Dopo la discussione, che ha avuto accenti diversi – sulle responsabilità del PCI e dei gruppi della sinistra extraparlamentare –, Pagano ha concluso: “Il distacco tra partiti e società cominciò già negli anni Sessanta: il sistema politico formatosi nell’immediato dopoguerra si separava sempre più dalle inquietudini sociali. La grande politicizzazione dei primi anni Settanta, seguita al Sessantotto, durò ben poco, anche se ottenne risultati straordinari, come lo Statuto dei lavoratori o il divorzio. La sconfitta sia del PCI che della ‘nuova sinistra’ alla fine del decennio aggravò enormemente il distacco, che non troverà più soluzione”.

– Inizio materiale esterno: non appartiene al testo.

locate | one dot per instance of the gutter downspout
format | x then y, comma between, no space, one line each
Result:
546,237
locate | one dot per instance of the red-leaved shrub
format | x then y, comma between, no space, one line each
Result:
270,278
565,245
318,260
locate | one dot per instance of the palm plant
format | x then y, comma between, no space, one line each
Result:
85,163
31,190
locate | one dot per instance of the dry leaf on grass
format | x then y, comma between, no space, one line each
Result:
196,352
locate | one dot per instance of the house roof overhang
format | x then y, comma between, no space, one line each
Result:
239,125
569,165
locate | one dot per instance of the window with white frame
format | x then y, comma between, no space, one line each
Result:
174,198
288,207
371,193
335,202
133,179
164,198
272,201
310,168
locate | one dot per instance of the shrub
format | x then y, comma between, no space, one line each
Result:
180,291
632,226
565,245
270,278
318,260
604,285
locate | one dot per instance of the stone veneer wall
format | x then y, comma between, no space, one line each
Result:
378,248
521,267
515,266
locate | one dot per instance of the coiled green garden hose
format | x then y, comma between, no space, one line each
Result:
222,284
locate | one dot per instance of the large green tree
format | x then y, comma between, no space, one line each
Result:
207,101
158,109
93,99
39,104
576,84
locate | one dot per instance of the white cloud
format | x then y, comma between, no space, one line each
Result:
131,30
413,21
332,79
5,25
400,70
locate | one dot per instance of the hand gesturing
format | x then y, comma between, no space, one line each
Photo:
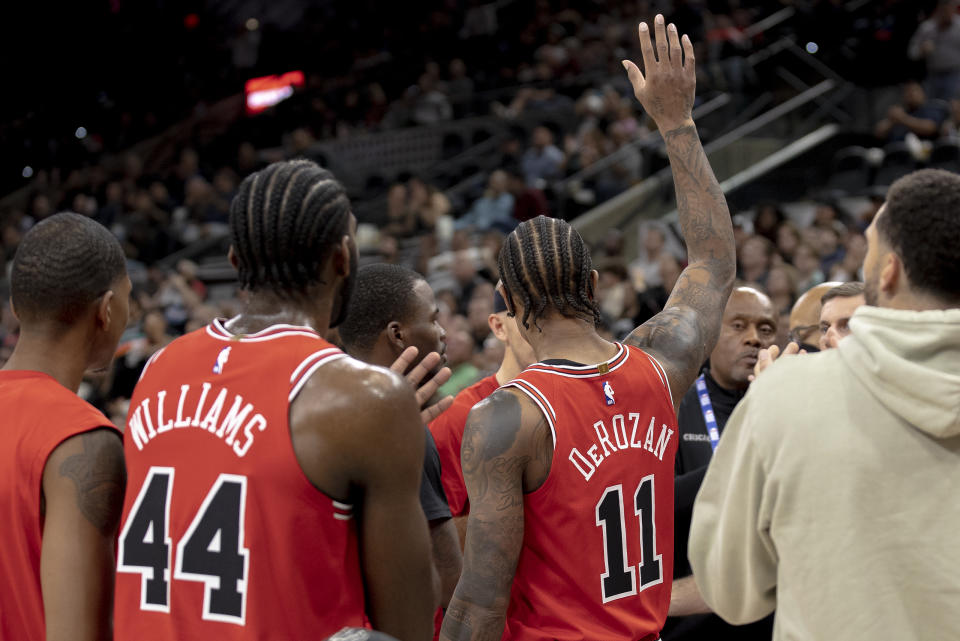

Oggi, hanno convenuto un po’ tutti, resta un’eredità del ‘Sessantotto degli inizi’ che ci parla ancora e ci aiuta a sperare nel futuro: unire questione sociale e ricerca di un nuovo senso della vita, suscitare partecipazione, battersi per un cambiamento non solo politico ma anche personale, culturale e sociale, e per il pacifismo contro la minaccia dell’autodistruzione nucleare. Mettendo al centro anche la difesa della natura, tema allora assai poco presente. A coloro che, intervenendo, hanno detto di non avere più speranza, Pagano ha risposto: “Il sogno di una migliore società oggi appare difficile, ma non può esaurirsi. Nella copertina del libro c’è una foto dello studente italo-americano Mario Savio, che in un discorso a Berkeley poi diventato famoso disse: ‘La storia non finita’. Il timore c’era anche allora, ma poi la storia ricominciò”.